The following steps are common for most online mortgage applications:
- Shop around online. Check mortgage rates online and choose your top three lenders. Or you can use an online rate comparison marketplace, and lenders will contact you with their best offers.
- Complete an online application. Most lenders offer a secure option for you to apply on their website. If you’re asked to fill out a contact form, a loan officer will call you to gather your information over the phone.
- Choose what information you want to provide digitally. This is where your online privacy and security comfort comes into play: You can choose whether to let your lender pull up your IRS tax information and view your banking information.
- Download a tracking app, if the lender offers one. Mortgage apps are popular, and if the lender offers one, you can track the status of your loan through the app.
- Upload documents if requested. If you opt out of electronically uploading your earnings and banking info, you can generally upload PDF copies of income, asset and purchase documents.
- Pay upfront fees online. If you need an appraisal or the lender charges an application fee, you’ll receive a payment link to cover the cost with a credit or debit card.

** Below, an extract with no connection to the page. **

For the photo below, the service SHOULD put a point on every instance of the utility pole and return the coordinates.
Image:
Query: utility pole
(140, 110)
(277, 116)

- Electronically sign your initial documents. Once your mortgage rate is locked, you’ll receive a package with documents including a loan estimate detailing all your fees. Once you’ve e-signed it, the lender can submit your loan for final approval.
- Upload the final documents and sign your closing disclosure. Once your loan is approved, you may need a few more odds and ends to upload including homeowners insurance and picture IDs. Your closing disclosure must be digitally signed before you can start your official countdown to closing.
- Complete your e-closing. Most lenders offer a “hybrid” closing, which means you can digitally sign some documents. However, the promissory note and deed of trust usually require an old-fashioned autograph using a pen.
Not necessarily. Although digital lenders may avoid the overhead costs of your neighborhood bank, they may or may not pass those savings on to you. Automated underwriting systems are often a better fit for borrowers with high credit scores and stable income; computer algorithms can’t make judgment calls for rough patches in your job or credit history.
Ask the lender how you’ll communicate during the mortgage process. The automated systems may cost you a bit of your sanity if you can’t talk to a human being or are subjected to rigid electronic turn times for every question.